Magnetic field inference in active region coronal loops using coronal rain clumps^⋆

¹ Departament de Física, Universitat de les Illes Balears, 07122 Palma de Mallorca, Spain
e-mail: matheus.akriginsky@uib.es
² Institute of Applied Computing & Community Code (IAC3), UIB, Spain
³ Department of Mathematics, Physics and Electrical Engineering, Northumbria University, Newcastle Upon Tyne NE1 8ST, UK
⁴ Department of Physics, Aberystwyth University, Ceredigion SY23 3BZ, UK
⁵ Abastumani Astrophysical Observatory, Mount Kanobili, 0301 Abastumani, Georgia

Received: 19 February 2021
Accepted: 31 March 2021

Abstract

Aims. We aim to infer information about the magnetic field in the low solar corona from coronal rain clumps using high-resolution spectropolarimetric observations in the Ca II 8542 Å line obtained with the Swedish 1 m Solar Telescope.

Methods. The weak-field approximation (WFA) provides a simple tool to obtain the line-of-sight component of the magnetic field from spectropolarimetric observations. We adapted a method developed in a previous paper in order to assess the different conditions that must be satisfied in order to properly use the WFA for the data at hand. We also made use of velocity measurements in order to estimate the plane-of-the-sky magnetic field component, so that the magnetic field vector could be inferred.

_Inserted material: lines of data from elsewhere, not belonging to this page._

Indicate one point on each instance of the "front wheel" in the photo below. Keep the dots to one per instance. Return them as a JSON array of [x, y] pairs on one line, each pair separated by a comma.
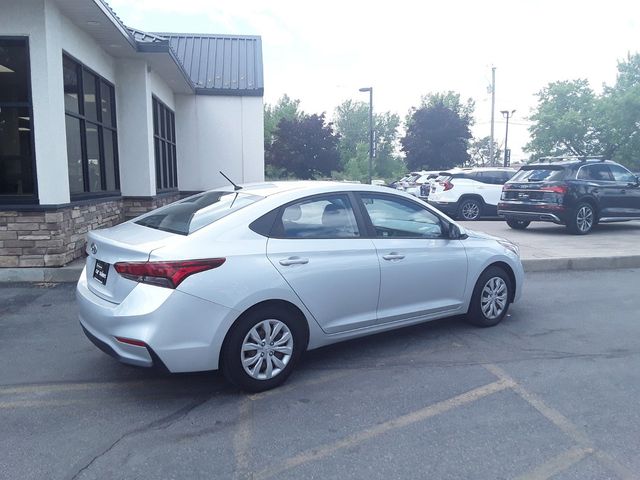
[[262, 348], [491, 297], [469, 209], [582, 219], [517, 224]]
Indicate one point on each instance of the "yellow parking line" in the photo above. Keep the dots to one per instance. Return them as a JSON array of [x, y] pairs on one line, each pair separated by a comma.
[[242, 440], [557, 464], [393, 424]]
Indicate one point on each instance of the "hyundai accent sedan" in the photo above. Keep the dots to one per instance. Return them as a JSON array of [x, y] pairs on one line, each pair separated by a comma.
[[246, 279]]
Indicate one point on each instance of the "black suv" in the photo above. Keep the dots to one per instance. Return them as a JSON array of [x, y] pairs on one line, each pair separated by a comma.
[[572, 192]]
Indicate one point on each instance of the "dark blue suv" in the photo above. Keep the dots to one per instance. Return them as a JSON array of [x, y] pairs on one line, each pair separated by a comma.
[[578, 193]]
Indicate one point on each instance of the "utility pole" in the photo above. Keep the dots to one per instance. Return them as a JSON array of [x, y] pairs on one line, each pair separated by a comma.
[[506, 114], [370, 90], [493, 109]]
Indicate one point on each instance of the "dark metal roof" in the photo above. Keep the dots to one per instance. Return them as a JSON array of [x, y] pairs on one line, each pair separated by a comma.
[[220, 64]]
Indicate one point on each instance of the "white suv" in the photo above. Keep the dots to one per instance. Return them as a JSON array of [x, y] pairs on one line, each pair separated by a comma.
[[469, 193]]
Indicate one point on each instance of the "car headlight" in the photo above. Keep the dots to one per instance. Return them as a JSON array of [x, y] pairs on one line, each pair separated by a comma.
[[510, 246]]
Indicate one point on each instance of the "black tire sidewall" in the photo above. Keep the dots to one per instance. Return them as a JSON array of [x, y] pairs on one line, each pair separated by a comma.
[[461, 207], [573, 220], [231, 364], [475, 314]]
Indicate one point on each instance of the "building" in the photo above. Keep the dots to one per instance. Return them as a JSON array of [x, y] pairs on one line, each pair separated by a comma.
[[100, 122]]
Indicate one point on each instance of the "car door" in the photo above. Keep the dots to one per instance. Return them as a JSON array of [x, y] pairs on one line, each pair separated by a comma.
[[423, 272], [627, 204], [319, 247]]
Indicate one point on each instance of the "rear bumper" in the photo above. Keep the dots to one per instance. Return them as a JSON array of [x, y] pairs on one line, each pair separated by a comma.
[[532, 213], [182, 333]]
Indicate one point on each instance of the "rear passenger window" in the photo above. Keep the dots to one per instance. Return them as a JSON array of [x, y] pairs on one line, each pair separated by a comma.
[[329, 216]]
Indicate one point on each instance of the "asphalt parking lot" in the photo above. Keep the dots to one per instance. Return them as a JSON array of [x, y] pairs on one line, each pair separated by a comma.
[[552, 392]]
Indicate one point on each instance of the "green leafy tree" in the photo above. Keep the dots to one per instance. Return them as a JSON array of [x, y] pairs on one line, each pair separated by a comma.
[[480, 152], [285, 107], [568, 120], [438, 132], [304, 147], [352, 123]]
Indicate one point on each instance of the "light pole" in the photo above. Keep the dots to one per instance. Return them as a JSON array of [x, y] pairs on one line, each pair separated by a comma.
[[506, 114], [370, 90]]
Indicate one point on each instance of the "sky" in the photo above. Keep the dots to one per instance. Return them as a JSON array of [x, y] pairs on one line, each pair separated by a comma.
[[323, 52]]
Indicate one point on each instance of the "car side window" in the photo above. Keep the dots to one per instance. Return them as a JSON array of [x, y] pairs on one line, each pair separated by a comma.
[[329, 216], [397, 218], [597, 172], [622, 175]]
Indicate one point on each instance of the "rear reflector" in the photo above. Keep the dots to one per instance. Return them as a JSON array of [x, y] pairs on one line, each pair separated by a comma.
[[165, 274], [131, 341]]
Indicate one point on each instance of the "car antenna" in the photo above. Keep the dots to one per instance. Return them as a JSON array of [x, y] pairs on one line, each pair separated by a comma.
[[235, 187]]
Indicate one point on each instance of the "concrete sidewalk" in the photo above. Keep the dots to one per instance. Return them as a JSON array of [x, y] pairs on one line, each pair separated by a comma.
[[543, 247]]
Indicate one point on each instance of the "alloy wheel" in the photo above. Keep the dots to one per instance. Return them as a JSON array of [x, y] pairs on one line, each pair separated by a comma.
[[493, 299], [266, 349]]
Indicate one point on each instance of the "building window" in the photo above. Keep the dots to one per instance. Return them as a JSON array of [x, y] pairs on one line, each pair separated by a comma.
[[17, 159], [164, 140], [92, 143]]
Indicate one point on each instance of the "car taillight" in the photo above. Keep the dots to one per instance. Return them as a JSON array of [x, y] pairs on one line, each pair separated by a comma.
[[165, 274], [555, 189]]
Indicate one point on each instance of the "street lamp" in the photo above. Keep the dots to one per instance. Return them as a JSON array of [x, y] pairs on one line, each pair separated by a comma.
[[370, 90], [506, 114]]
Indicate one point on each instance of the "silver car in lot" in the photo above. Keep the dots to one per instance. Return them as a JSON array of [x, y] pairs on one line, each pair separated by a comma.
[[245, 280]]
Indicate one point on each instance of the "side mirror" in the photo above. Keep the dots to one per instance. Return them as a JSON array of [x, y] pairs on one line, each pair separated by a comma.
[[455, 233]]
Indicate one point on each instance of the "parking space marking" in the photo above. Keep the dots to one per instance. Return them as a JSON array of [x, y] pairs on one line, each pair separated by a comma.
[[390, 425], [564, 424], [557, 464], [242, 440]]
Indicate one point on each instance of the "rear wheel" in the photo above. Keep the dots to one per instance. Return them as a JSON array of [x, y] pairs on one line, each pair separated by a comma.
[[491, 297], [262, 348], [469, 209], [518, 224], [582, 219]]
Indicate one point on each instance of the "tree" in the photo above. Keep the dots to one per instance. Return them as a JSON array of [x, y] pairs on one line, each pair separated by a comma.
[[352, 123], [285, 107], [480, 152], [305, 147], [438, 132], [568, 121]]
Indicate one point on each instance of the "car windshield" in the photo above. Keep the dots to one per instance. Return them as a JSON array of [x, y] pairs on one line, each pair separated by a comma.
[[540, 174], [191, 214]]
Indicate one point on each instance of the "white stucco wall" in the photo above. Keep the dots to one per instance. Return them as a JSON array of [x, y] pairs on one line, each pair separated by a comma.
[[216, 133]]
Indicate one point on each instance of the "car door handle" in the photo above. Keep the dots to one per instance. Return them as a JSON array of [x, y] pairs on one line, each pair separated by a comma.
[[286, 262], [393, 256]]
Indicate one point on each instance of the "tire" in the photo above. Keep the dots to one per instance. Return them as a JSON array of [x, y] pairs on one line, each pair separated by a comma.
[[582, 219], [469, 209], [274, 361], [517, 224], [481, 313]]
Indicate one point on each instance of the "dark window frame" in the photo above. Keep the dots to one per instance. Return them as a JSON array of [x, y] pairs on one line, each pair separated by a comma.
[[29, 198], [164, 146], [100, 126]]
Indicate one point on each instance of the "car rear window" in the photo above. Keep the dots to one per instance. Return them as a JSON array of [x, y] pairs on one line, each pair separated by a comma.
[[538, 174], [193, 213]]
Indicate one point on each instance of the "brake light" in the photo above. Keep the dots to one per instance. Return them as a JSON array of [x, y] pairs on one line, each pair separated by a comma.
[[165, 274], [555, 189]]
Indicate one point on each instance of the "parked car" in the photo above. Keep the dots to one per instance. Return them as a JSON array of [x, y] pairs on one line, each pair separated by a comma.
[[247, 280], [470, 193], [578, 193]]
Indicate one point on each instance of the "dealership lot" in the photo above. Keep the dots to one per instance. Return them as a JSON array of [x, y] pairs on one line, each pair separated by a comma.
[[550, 392]]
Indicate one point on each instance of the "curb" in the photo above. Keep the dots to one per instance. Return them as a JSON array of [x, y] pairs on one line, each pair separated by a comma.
[[70, 273]]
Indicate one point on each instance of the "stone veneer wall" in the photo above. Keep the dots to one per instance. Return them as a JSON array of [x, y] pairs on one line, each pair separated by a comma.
[[53, 238]]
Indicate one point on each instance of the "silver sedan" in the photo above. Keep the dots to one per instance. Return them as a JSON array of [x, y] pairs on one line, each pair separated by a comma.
[[245, 280]]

Results. We have inferred the magnetic field vector from a data set totalling 100 spectral scans in the Ca II 8542 Å line, containing an off-limb view of the lower portion of catastrophically cooled coronal loops in an active region. Our results, albeit limited by the cadence and signal-to-noise ratio of the data, suggest that magnetic field strengths of hundreds of Gauss, even reaching up to 1000 G, are omnipresent at coronal heights below 9 Mm from the visible limb. Our results are also compatible with the presence of larger magnetic field values such as those reported by previous works. However, for large magnetic fields, the Doppler width from coronal rain is not that much larger than the Zeeman width, thwarting the application of the WFA. Furthermore, we have determined the temperature, T, and microturbulent velocity, ξ, of coronal rain clumps and off-limb spicules present in the same data set, and we have found that the former ones have narrower T and ξ distributions, their average temperature is similar, and coronal rain has microturbulent velocities smaller than those of spicules.